Why does bigotry exist? Because it creates the illusion of order and normality in a chaotic world. Possessing or expressing strong, unreasonable beliefs and disliking others who have different, often contrasting, beliefs or puzzling ways of life explains disquieting problems to the bigot and provides a comfort of sorts.
I have spent the combative years of my life as a scholar, fighting different forms of bigotry. The foundation of my own philosophy is, first of all, that nothing is natural — we learn everything and, complex as it is to fathom, we can, given enough time and intellectual diligence, discover that we learn everything; second, that everything is relative — there are no universal truths but a bewildering number of versions, some more helpful than others; and, finally, that all forms of bigotry are based on rivalry or competition over resources considered by people to be valuable — jobs, land, status and so on. Appearance, language, faith and other characteristics typically picked out as denoting Otherness are merely convenient markers used to identify groups thought to be different and threatening.

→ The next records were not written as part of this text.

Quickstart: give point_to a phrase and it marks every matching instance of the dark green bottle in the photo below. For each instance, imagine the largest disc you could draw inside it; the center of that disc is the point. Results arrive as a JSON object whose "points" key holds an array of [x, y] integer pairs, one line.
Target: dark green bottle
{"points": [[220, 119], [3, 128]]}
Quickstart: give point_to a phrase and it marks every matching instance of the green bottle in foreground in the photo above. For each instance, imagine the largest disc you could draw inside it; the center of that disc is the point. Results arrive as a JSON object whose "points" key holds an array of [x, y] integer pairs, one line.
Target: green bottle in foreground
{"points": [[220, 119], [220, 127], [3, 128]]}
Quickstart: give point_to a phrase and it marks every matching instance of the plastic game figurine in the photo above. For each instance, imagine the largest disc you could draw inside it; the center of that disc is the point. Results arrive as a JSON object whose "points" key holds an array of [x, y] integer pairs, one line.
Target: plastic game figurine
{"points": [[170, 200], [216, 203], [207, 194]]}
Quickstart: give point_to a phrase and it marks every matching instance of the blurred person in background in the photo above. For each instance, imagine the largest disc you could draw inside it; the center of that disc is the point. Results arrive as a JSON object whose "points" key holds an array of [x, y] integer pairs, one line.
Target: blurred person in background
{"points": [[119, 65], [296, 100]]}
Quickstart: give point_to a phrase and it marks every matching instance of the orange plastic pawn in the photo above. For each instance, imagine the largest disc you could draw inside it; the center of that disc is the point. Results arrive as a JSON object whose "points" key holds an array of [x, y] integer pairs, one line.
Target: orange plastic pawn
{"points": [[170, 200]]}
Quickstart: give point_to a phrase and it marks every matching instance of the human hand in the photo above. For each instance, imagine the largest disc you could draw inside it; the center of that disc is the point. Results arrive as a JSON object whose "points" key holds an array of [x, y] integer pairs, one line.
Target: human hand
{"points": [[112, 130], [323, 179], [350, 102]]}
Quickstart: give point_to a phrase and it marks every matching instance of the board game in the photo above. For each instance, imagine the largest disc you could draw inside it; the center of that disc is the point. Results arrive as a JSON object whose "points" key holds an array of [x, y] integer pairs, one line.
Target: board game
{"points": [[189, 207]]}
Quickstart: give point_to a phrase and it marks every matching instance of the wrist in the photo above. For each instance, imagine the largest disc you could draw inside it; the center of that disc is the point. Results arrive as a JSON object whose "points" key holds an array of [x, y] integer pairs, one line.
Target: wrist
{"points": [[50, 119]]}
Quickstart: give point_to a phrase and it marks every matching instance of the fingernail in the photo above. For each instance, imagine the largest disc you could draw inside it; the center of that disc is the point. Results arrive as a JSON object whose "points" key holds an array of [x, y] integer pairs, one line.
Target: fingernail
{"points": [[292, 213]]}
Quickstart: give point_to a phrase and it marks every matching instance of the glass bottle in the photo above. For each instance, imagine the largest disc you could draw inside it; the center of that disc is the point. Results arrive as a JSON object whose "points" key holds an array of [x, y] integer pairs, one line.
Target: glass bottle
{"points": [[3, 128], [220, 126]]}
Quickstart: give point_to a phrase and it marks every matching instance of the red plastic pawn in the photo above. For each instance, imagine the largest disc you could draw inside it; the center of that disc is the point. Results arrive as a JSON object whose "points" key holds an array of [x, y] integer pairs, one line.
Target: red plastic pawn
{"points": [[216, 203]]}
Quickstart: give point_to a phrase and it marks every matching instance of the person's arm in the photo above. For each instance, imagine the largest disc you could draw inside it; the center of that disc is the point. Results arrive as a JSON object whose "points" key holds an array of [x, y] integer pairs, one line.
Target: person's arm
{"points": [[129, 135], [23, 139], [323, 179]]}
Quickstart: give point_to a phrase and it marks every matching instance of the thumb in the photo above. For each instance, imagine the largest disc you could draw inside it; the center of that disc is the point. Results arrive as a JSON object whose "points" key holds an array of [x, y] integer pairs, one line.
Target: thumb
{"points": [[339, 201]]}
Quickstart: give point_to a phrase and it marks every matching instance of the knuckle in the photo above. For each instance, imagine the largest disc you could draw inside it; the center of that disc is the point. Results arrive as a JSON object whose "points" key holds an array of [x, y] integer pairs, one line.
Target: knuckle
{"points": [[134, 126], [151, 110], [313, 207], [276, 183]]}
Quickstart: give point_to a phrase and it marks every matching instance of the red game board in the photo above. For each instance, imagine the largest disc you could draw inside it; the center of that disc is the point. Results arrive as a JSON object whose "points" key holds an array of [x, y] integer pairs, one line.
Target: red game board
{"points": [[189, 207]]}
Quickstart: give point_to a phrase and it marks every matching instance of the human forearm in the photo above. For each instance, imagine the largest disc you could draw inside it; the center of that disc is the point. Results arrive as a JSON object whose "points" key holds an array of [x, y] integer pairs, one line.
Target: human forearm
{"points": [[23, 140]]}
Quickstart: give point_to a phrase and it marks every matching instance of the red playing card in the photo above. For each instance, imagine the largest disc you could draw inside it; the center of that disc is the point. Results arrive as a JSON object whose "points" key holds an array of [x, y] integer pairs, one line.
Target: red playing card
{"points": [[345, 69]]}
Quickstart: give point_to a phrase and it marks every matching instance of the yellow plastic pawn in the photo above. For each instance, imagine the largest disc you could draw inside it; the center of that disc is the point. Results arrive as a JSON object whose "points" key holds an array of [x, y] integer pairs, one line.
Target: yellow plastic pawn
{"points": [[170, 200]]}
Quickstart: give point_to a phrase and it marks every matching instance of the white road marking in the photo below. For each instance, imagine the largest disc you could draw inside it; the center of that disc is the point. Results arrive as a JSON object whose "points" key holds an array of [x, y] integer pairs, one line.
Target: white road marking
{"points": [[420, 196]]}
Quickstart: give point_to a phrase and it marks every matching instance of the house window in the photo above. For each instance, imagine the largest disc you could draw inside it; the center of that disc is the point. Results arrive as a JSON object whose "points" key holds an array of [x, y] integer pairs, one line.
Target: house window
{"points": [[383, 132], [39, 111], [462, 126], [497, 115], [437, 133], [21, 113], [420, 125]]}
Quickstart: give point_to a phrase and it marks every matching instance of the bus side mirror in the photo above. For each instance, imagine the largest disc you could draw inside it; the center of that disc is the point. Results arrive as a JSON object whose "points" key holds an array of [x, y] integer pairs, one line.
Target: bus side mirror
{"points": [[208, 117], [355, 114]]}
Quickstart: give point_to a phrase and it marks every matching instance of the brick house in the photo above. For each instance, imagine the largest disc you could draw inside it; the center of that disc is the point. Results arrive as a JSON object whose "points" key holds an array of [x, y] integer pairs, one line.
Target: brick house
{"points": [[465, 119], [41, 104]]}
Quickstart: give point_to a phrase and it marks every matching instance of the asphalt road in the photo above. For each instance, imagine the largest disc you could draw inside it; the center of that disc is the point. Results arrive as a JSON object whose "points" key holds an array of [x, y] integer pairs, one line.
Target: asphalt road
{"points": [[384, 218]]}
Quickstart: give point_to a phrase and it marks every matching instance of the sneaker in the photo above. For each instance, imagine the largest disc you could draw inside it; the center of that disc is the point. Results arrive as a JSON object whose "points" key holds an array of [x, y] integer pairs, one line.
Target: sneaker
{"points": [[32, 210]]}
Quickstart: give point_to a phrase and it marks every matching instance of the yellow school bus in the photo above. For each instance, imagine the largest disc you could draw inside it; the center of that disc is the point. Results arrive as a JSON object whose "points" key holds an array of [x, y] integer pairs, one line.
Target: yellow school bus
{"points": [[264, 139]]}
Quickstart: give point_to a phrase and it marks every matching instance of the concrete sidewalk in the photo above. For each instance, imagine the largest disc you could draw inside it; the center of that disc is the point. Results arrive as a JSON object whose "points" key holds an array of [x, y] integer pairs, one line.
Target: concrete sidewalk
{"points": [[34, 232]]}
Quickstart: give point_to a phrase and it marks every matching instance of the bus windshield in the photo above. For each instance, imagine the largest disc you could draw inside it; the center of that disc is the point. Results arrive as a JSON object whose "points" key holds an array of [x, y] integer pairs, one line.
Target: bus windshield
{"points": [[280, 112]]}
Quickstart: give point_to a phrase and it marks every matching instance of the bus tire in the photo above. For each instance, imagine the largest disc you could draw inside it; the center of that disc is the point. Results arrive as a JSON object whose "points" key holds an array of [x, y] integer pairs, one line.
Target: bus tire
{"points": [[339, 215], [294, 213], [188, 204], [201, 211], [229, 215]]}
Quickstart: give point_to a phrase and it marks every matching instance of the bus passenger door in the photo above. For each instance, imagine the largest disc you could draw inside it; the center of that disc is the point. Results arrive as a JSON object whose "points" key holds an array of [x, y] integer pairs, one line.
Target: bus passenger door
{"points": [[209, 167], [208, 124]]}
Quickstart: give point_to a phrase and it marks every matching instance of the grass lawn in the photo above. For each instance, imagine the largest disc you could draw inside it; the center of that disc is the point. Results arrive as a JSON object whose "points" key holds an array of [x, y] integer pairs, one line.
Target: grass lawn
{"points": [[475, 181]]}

In the 20th century, racism and sexism were great fault lines in Western society. Groups spuriously labeled “races” had been exploited and abused for centuries. But in the 20th century, people realized the wrongness of treating groups differently because of their putative natural differences. Sexism did not become a word until the late 1970s. I still have the 1975 edition of the Oxford English Dictionary I used as an undergraduate: Sexism isn’t in it.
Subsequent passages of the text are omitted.